Learn how to predict churn and identify expansion opportunities by building a data-driven health score for your Australian small-to-medium business.

James 2 February 2026

A Customer Health Score is essentially a 'weather report' for your client relationships. Instead of guessing who is happy or waiting for a cancellation email to drop into your inbox, a health score uses real data to tell you exactly which customers are thriving and which ones are at risk of leaving.

For Brisbane business owners, this is the difference between being reactive and proactive. If you can spot a 'red' customer two months before their contract ends, you have a genuine chance to save the relationship and protect your recurring revenue.

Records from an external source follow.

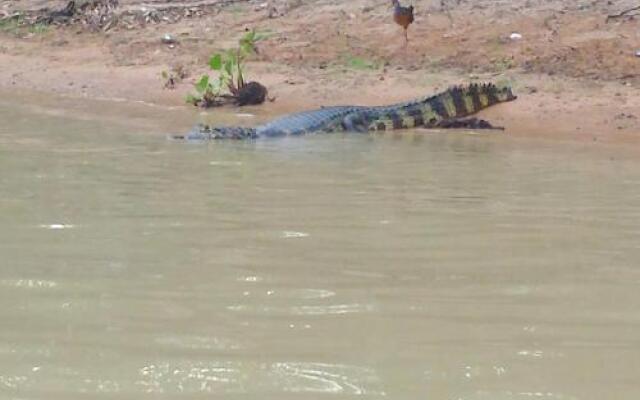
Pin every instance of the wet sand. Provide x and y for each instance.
(575, 74)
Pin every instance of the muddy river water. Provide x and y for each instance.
(414, 266)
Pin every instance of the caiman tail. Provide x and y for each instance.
(443, 109)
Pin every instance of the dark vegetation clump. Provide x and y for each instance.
(229, 87)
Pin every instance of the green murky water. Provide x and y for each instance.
(439, 266)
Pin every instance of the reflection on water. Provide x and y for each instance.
(448, 266)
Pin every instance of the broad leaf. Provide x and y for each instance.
(202, 84)
(216, 62)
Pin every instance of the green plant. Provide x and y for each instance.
(229, 65)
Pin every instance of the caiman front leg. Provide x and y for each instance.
(355, 123)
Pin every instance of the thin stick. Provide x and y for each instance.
(622, 13)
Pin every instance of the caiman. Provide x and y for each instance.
(443, 110)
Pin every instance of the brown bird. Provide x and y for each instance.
(403, 17)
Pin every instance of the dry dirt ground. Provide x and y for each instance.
(575, 67)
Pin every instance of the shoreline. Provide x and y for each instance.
(127, 66)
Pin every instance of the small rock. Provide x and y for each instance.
(168, 39)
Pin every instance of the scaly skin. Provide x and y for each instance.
(442, 110)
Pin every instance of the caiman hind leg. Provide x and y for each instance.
(355, 123)
(466, 123)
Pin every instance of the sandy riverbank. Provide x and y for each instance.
(576, 73)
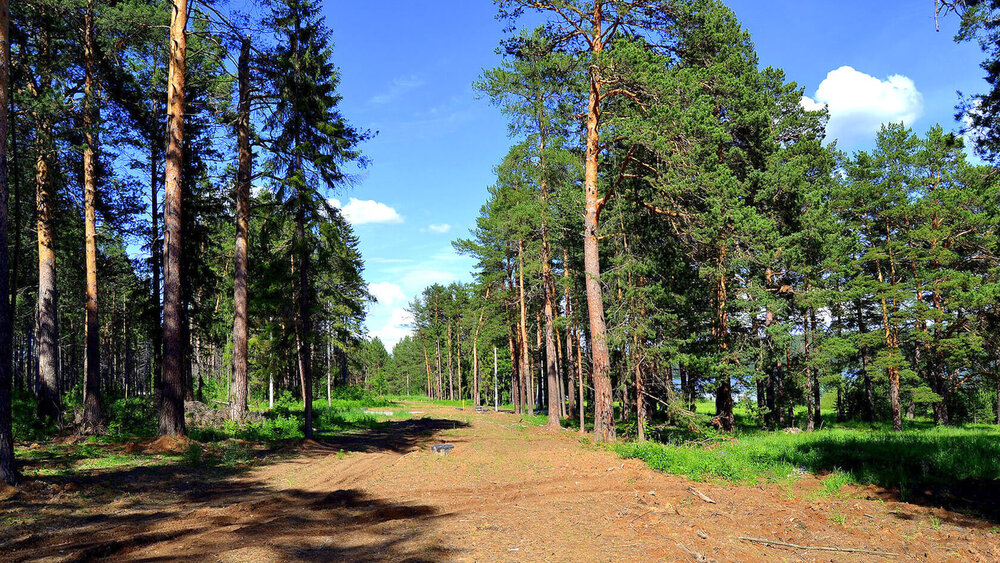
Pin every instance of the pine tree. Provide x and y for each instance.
(310, 142)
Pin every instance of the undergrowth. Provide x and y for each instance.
(908, 459)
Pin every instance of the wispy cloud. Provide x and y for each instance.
(438, 229)
(387, 293)
(364, 212)
(400, 86)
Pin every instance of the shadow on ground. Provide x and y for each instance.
(169, 512)
(955, 472)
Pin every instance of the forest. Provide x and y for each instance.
(673, 260)
(696, 237)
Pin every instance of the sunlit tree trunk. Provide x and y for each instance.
(604, 426)
(238, 390)
(526, 371)
(451, 371)
(172, 407)
(92, 374)
(8, 468)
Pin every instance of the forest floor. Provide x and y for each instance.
(508, 491)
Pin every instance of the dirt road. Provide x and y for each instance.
(506, 492)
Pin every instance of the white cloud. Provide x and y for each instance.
(860, 103)
(396, 328)
(363, 212)
(439, 229)
(387, 293)
(399, 87)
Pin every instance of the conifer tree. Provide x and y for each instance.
(309, 144)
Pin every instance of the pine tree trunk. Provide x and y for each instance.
(172, 407)
(579, 379)
(438, 389)
(604, 426)
(458, 364)
(156, 254)
(810, 403)
(427, 362)
(238, 390)
(302, 333)
(568, 355)
(451, 372)
(817, 390)
(551, 356)
(640, 392)
(92, 374)
(46, 328)
(526, 370)
(997, 389)
(476, 378)
(515, 375)
(8, 467)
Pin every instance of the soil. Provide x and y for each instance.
(505, 492)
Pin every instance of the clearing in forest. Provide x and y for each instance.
(508, 491)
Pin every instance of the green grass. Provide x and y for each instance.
(907, 460)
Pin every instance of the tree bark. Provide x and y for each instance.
(92, 374)
(8, 466)
(172, 407)
(526, 372)
(302, 330)
(568, 354)
(604, 426)
(238, 390)
(451, 371)
(46, 328)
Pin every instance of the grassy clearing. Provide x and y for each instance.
(217, 448)
(907, 460)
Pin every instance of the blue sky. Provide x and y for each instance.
(407, 69)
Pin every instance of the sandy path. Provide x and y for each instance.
(507, 492)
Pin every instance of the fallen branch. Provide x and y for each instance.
(701, 495)
(697, 556)
(821, 548)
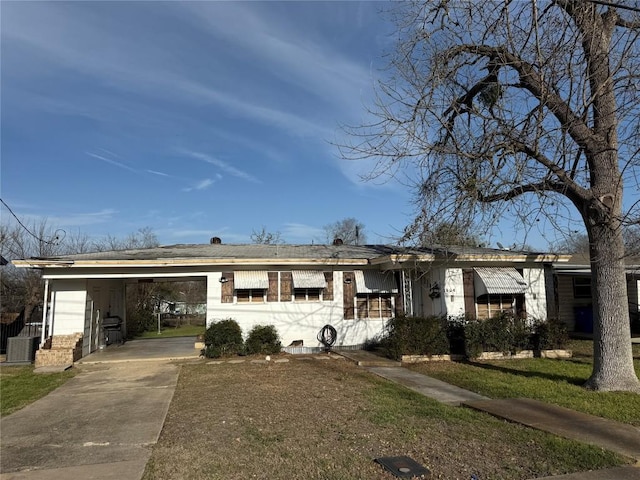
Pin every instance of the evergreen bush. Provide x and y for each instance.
(223, 338)
(263, 339)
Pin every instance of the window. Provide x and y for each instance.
(250, 295)
(581, 287)
(490, 305)
(307, 294)
(374, 305)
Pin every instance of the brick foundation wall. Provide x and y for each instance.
(62, 350)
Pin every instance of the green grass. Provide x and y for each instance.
(19, 386)
(549, 380)
(330, 419)
(182, 331)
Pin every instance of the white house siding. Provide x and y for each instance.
(294, 320)
(452, 291)
(535, 296)
(567, 303)
(68, 303)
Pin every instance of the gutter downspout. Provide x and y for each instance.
(45, 311)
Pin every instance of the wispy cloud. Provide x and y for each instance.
(222, 165)
(71, 219)
(111, 161)
(160, 174)
(201, 185)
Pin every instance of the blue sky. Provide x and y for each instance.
(195, 119)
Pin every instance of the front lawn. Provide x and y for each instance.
(328, 419)
(554, 381)
(19, 386)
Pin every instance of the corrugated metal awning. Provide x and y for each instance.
(250, 279)
(308, 279)
(498, 281)
(375, 281)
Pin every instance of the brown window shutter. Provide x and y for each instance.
(286, 284)
(227, 288)
(272, 292)
(469, 293)
(521, 307)
(349, 289)
(327, 293)
(399, 297)
(364, 305)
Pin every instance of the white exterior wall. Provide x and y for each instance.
(294, 320)
(68, 303)
(452, 291)
(535, 297)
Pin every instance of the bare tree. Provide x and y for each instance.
(575, 243)
(528, 109)
(448, 234)
(349, 230)
(144, 237)
(265, 237)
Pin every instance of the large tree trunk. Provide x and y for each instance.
(613, 359)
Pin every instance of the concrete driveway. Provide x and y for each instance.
(152, 349)
(99, 425)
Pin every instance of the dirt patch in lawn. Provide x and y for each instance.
(328, 419)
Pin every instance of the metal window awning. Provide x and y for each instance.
(308, 279)
(250, 279)
(495, 281)
(375, 281)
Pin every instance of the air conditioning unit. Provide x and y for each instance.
(22, 349)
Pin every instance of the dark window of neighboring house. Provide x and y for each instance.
(286, 284)
(582, 287)
(374, 305)
(227, 287)
(327, 293)
(307, 294)
(272, 292)
(490, 305)
(250, 295)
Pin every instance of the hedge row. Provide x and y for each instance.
(224, 338)
(438, 335)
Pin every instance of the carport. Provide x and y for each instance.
(152, 349)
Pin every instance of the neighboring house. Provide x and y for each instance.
(573, 287)
(301, 288)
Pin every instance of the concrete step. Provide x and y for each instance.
(363, 358)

Prerequisites: What You’ll Need Before Starting

Before we dive into the spreadsheets and data, make sure you have the following ready:
  • A list of your current customers: Ideally in a CRM (like HubSpot or Salesforce) or a well-maintained Excel/Google Sheet.
  • Access to your data points: This includes things like last login date (for software), last order date (for retail/wholesale), or the date of your last strategy call (for service businesses).
  • A basic understanding of your 'Ideal Customer Profile': What does a 'perfect' customer actually do? (e.g., they order once a month, they pay on time, they attend your webinars).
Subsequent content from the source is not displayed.